Mr. Charles Briggs, the third speaker on the Negative, said:
It will be well while the matter is fresh in our minds, Honorable Judges, to make a brief examination of one matter of which the Affirmative are making a feature, that the commission form affords unusual safeguards for the financial and economic interests of the city. Now, in all fairness to the scheme which is doing quite well in a very few of our smaller cities, the question ought to be raised as to what other form of city government could be devised which would provide greater opportunities for graft and corruption. A little group of autocrats is the ideal form for which the ardent corruptionists might pray. They have it in the commission form. Exemplary men in office or a constant civic interest, may prevent the commissioners from becoming a band of robbers; but are these two preventives likely always to exist? Human experience says "No." The history of New Orleans and Sacramento confirm that decision. Civic interest is bound to subside; corrupt men are sure to become commissioners. Then the oligarchy advocated by the Affirmative becomes not a "safeguard" but a band of raiders equipped by the very form of government to loot the treasury. We must insist, at this point, that our opponents have failed in their assault upon our main contention:
First, that the evils in American city government are not attributable to the fundamental principles of that government; second, that the principles underlying the proposed form are in themselves wrong and are not consonant generally with American ideals. It remains to be shown that the commission form is impracticable as a general scheme for the government of all American cities.

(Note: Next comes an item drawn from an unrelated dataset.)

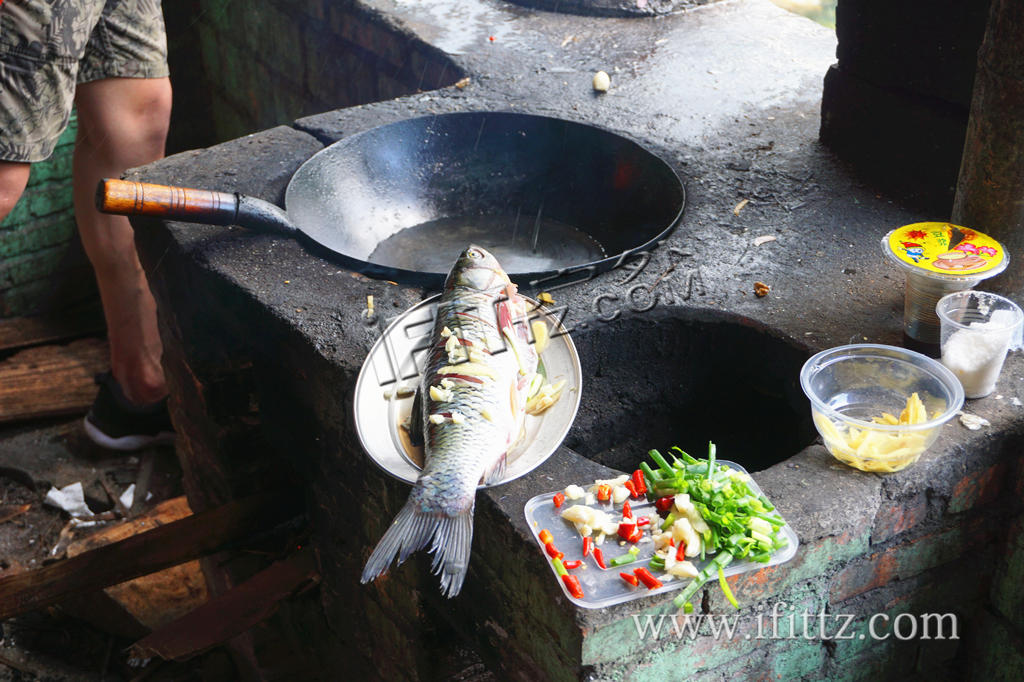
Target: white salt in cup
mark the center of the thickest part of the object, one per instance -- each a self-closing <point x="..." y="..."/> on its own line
<point x="976" y="331"/>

We can very well agree that where the commission form of government has been tried it has been productive of some good results, and further, that in certain homogeneous communities of high culture and intelligence it might work with considerable success; but that the result obtained in cities where the commission form has been tried would warrant the universal adoption of it by American cities we must deny.
We deny the wisdom of adopting the commission form for it results in inadequate responsibility; third, it could never work in the vast majority of American cities. These reasons are apparent from examinations of the commission form where it has been and is being tried, and are inherent in the plan itself.